Anyway, all these recommendations are starting to make my head spin. What we need is a thinktank of thinktanks. What do you think?

Come on, people! Cough up for content

Wednesday, December 3rd, 2008

We humans are greedy buggers.

Unfortunately, the Internet has only enabled us.

We now believe that pretty much everything — and especially everything information-oriented — should be available, on demand, in full, for free. And please bear in mind that I am at the front of the near-endless line of people clamoring for free stuff: definitions, research, how-tos, expert opinion, quality content.

I want it all. I want it all. And I want it now.

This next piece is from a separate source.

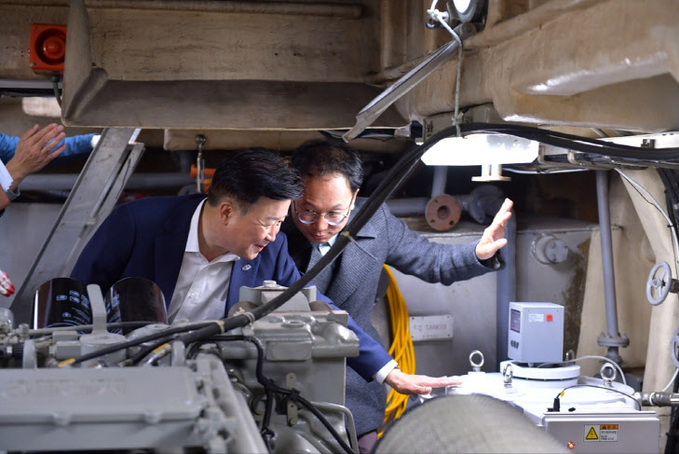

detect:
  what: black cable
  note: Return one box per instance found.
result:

But, at the risk of degenerating into an incredibly tired cliche, there’s no such thing as a free lunch. It costs money to deliver all that free stuff. For some costs, such as the generation of content on Wikipedia, the price is spread over so many people that we’re all able to carry our share of the load without remuneration. For others — such as servers, bandwidth, and the professional services of writers, bloggers, and designers, to name a few — we need money, and it has to come from somewhere.

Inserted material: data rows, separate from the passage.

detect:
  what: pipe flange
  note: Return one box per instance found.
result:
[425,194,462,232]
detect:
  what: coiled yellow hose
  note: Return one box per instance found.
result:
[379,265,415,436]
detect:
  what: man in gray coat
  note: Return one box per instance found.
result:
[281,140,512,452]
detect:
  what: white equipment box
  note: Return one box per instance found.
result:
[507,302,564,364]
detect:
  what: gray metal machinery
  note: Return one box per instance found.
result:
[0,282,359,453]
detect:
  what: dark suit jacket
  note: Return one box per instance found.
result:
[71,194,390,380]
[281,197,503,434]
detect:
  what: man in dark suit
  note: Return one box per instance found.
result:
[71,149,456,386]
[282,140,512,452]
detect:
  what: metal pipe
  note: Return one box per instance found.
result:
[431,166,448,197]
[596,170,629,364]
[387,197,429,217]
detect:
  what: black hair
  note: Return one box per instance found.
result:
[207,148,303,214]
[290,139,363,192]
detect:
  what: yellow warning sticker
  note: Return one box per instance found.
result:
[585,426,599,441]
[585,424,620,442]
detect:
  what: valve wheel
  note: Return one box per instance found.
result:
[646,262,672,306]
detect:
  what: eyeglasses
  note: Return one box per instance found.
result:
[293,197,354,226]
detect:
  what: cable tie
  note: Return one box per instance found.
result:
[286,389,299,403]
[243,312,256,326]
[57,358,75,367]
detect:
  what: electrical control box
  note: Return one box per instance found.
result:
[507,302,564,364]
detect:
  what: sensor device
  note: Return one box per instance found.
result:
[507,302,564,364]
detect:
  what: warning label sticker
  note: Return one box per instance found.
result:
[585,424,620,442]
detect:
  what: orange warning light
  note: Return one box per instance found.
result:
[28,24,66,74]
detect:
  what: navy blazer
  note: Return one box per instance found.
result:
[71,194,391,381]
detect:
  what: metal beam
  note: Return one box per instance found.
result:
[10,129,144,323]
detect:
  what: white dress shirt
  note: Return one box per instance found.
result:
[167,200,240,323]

So from where does it come? For certain things, we’ve all agreed to an explicit price: the price of our Internet connection, for example. In other instances, the price is implicit, with the most common exchange being advertising. “We’ll give you this great content for free, and in exchange someone else will give us money to show you something else great that you might buy.”

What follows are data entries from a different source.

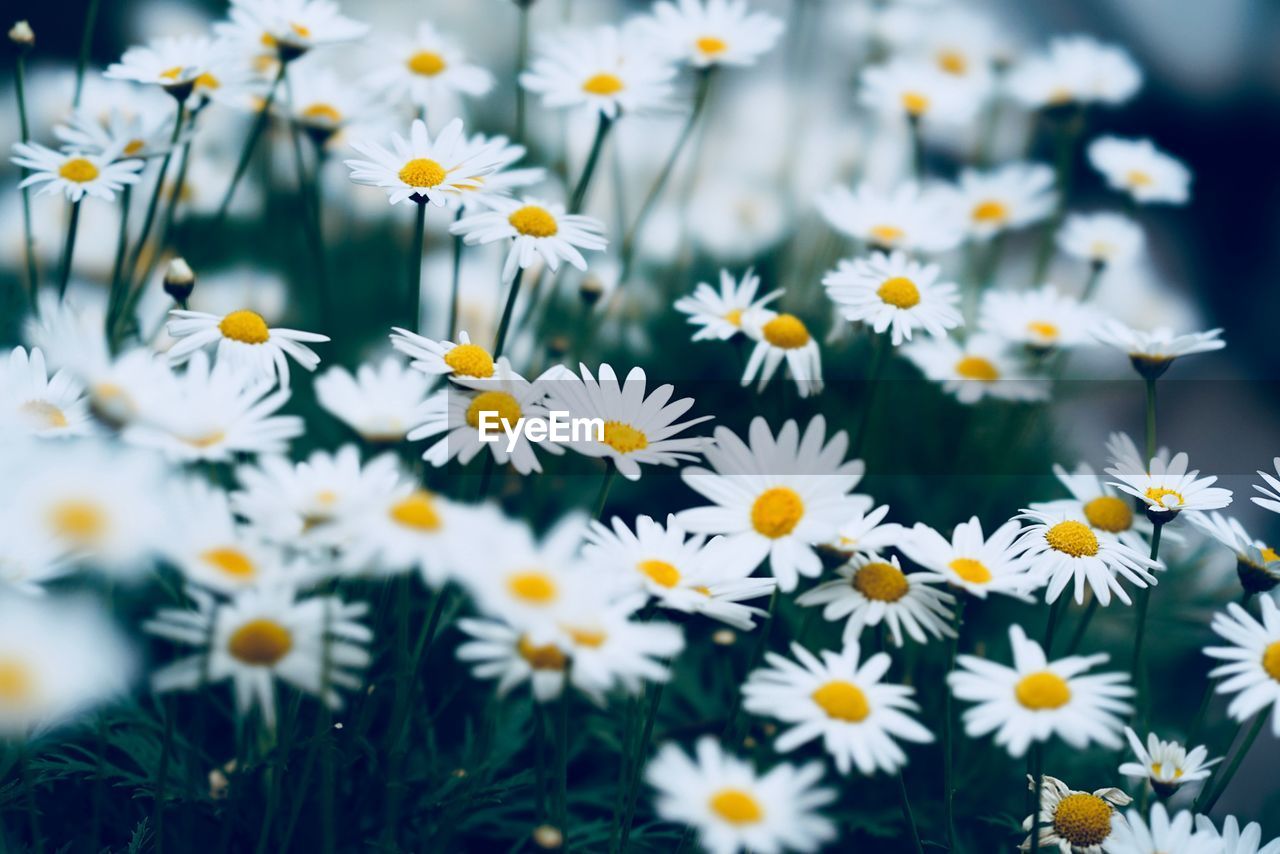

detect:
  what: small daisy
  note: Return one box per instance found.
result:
[520,27,676,119]
[165,309,329,385]
[449,198,608,282]
[742,640,933,776]
[822,251,961,347]
[796,556,956,647]
[547,364,712,480]
[315,356,430,443]
[645,736,836,854]
[1120,727,1222,798]
[1088,137,1192,205]
[142,586,372,730]
[677,415,870,593]
[676,270,782,341]
[947,625,1133,759]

It’s an uneasy truce, this exchange of advertising for content. Back in the day when all we had was a handful of TV channels, we didn’t know any better. But now, thanks to TiVo and On-Demand and user-in-control, we no longer accept advertising passively. The problem is that we as consumers haven’t really offered up anything better — and we still want the content.

Take Twitter, for example. Twitter has no business model, and its users definitely want it to keep going, but they don’t want the experience ‘ruined’ by advertising.

Excerpt from Technosailor.com:

Twitter… is a beautiful thing that allows for the free exchange of ideas and views. People converse and challenge each other. They unite behind causes, events and people. It?s great. However, recently, several ?indecent? examples have cropped up. Specifically, with monetization of Twitter. Monetization of Twitter, depending on how it?s done, is polluting the common area. It is an obscene money grab, and I?m tired of it.

Comment on What Matters Online:

Twitter could lose its character if we start being forced to consume messages from advertisers.

On TechCrunch, more than 46% of respondents said Twitter should be kept ad-free.

If you’re a regular reader of this blog, you know I’m a fan of Jamie Oliver, and one of the reason I’m a fan is because he looks at the whole system, not just the easiest blame target. When he talks about chickens, he points out that battery farms exist because the grocery stores demand it, and the grocery stores demand it because people demand cheaper chicken, and the people demanding cheaper chicken have no idea what has to happen in order for that chicken to be delivered for two pounds fifty.

In that same TechCrunch poll referenced above, a further 24% said they’d pay for an ad-free version. Shouldn’t this be our option? With advertising, we place a value on our attention as consumers by using it to pay for content. We are effectively admitting that we are receiving something of value and we have to provide something of value in return. Of course, we could always provide cash instead.

Who do we think we are, if we think we shouldn’t have to pay at all?